In the following embodiments Magnesium was used with commercial "purity". The magnesium raw blocks typically included as maximum amounts by weight, 0.3% manganese, 0.01% silicon, 0.01% copper, 0.002% nickel, 0.002% Iron and 0.02% others. These "impurities" are in probably present in the compositions of this invention.

In one embodiment, a magnesium alloy comprising a small amount, up to about six weight percent zinc, and up to about one weight percent cerium may be subjected to a hot working process to produce a ge forged metal article having improved ductility and strength at room temperature compared to those of magnesium and conventional magnesium alloys. The solubility of zinc in magnesium is about 6.2% at 340 ° C. The solubility of cerium in magnesium is about 0.1% at 500 ° C. Any excess zinc and cerium ultimately forms intermetallic compounds with magnesium and oxygen particles inside the alloy.

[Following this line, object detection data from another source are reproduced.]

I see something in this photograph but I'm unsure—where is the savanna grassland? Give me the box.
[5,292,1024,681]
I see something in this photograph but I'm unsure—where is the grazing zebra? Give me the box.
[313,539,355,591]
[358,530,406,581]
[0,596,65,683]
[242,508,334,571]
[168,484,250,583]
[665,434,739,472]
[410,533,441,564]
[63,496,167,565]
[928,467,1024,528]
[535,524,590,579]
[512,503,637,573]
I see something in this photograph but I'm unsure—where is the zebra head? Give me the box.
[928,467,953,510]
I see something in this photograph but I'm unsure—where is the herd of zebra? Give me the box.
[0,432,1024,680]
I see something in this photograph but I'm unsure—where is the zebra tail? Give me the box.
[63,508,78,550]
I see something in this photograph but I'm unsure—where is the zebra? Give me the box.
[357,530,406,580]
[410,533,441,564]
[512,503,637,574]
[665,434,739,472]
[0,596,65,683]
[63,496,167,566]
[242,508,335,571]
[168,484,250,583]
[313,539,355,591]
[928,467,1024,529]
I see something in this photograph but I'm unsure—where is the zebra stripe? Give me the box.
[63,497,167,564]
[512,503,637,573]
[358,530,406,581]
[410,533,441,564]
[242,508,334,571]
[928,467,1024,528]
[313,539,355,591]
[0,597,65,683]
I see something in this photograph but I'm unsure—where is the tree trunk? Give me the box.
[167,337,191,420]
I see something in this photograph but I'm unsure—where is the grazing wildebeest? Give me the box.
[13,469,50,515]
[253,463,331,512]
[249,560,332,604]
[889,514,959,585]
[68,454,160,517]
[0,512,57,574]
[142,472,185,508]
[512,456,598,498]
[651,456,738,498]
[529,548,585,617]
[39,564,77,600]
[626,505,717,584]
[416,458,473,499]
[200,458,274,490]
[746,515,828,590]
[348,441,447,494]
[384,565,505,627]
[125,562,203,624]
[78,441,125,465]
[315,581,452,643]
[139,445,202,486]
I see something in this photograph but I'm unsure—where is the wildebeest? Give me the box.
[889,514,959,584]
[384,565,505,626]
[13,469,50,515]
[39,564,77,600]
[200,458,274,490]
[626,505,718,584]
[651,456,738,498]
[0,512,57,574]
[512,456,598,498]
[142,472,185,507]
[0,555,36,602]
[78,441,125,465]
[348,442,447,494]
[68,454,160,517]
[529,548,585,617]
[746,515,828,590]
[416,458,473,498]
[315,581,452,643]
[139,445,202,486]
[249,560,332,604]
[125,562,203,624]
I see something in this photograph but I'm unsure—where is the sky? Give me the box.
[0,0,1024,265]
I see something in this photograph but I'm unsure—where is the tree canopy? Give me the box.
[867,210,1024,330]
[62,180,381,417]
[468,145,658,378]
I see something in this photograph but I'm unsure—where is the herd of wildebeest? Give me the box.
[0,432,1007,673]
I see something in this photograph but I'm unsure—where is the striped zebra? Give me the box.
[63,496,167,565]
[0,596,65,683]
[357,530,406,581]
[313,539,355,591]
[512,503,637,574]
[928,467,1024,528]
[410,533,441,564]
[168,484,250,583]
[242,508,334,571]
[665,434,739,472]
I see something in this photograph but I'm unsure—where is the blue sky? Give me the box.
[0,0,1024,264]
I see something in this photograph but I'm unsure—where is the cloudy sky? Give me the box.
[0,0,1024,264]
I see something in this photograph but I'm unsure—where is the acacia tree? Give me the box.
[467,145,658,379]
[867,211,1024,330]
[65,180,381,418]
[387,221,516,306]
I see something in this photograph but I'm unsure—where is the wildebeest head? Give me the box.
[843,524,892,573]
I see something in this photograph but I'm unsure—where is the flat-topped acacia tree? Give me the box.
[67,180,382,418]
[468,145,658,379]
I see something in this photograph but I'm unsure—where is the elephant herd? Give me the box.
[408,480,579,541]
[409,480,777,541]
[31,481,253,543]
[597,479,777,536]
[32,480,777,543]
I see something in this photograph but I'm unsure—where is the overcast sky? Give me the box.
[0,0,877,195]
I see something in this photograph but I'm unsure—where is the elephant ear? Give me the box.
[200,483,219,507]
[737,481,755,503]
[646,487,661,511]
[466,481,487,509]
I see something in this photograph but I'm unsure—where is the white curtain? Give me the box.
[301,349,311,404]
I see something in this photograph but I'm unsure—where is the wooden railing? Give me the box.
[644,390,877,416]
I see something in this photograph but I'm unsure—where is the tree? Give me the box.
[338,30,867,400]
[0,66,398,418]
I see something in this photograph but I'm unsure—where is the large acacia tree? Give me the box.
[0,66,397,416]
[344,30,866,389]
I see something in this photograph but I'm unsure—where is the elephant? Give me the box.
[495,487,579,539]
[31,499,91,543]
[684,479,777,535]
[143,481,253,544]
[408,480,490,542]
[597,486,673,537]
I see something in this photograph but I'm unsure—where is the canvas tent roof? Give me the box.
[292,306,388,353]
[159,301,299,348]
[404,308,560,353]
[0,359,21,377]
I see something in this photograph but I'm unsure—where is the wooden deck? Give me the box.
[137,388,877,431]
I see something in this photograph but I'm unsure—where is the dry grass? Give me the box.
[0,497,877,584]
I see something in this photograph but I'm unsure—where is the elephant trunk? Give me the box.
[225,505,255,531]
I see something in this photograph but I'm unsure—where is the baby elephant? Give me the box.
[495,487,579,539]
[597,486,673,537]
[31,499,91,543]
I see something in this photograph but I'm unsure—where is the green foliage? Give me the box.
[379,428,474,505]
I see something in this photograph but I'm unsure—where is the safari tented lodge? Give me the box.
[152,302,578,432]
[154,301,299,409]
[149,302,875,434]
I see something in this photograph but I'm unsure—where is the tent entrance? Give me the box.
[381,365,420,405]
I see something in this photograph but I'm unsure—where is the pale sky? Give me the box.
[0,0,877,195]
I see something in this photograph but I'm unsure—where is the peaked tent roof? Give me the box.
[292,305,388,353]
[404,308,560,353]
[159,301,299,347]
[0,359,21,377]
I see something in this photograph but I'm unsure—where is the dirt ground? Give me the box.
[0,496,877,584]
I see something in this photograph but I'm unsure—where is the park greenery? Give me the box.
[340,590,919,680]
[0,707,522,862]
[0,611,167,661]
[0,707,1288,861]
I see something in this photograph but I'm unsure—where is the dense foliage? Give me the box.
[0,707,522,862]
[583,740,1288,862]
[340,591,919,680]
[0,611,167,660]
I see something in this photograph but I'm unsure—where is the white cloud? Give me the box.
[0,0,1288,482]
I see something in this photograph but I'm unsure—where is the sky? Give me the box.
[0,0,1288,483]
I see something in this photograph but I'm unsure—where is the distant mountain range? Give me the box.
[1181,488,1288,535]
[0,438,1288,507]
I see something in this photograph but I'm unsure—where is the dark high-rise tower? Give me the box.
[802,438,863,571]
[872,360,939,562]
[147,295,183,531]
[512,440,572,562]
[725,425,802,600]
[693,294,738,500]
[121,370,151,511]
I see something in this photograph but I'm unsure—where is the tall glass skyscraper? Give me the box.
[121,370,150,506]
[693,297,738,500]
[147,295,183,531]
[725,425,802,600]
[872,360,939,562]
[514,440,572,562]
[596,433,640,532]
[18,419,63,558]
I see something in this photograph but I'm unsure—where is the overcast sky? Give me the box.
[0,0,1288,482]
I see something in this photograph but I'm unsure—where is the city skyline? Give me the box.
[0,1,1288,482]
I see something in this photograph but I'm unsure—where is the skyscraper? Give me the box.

A Hot forming technique, which is suitable for ductility in one To improve magnesium-zinc-cerium alloy, can be a conventional in-line hot extrusion process be. In one embodiment Can be a magnesium alloy that is up to about six percent by weight Zinc and up to about one percent by weight cerium, when poured as a billet become. The initial one cast billets suitably has a round cross-section with a diameter from Z. B. 50 millimeters to typically about 300 millimeters, although larger billets extruded become. The cast billet is at a deformation temperature in the range of about 300 ° C to about Preheated to 475 ° C. To have to Precautions should be taken to ensure that the magnesium-zinc-cerium alloy billet during extrusion using any known metal lubricant such. B. graphite or boron nitride is lubricated sufficiently. The magnesium alloy billet can directly through a conventional circular or conical extrusion tool, which has an extrusion ratio in the Range of 10: 1 to 60: 1 possesses, at a speed in the range from 10 mm per second to 1000 mm per second extrudate extruded become. Depending on the expected use of the extruded article and / or the specific embodiment of the final end product Can the magnesium-zinc-cerium alloy Warm in any number of sizes and shapes known to those skilled in the art are to be extruded, such. B. but not limited to massive or hollow bars, I-beams or other achievable extruded shapes. The improved ductility of this Shapes can then be used by shaping the shapes (eg by bending or high pressure forming) at room temperature.

In one embodiment, three different magnesium alloys containing zinc and cerium were cast as billets. The ZE20 alloy comprised 2 percent zinc and 0.2 percent by weight cerium. The ZE40 magnesium alloy comprised 4% by weight zinc and 0.2% by weight cerium. The ZE60 magnesium alloy comprised 6 weight percent zinc and 0.2 weight percent cerium. The initial cast billets each had a diameter of 75 millimeters and a length of 230 millimeters. The cast billets were preheated to 425 ° C. Tubes with a diameter of 25 millimeters and a wall thickness of 1.75 millimeters were extruded for mechanical testing using a 500-ton press at 400 ° C at various extrusion speeds ranging from 3 to 25 feet / min. The extrusion ratio was about 42. The results of the tests are in the 1 and 2 and are described below.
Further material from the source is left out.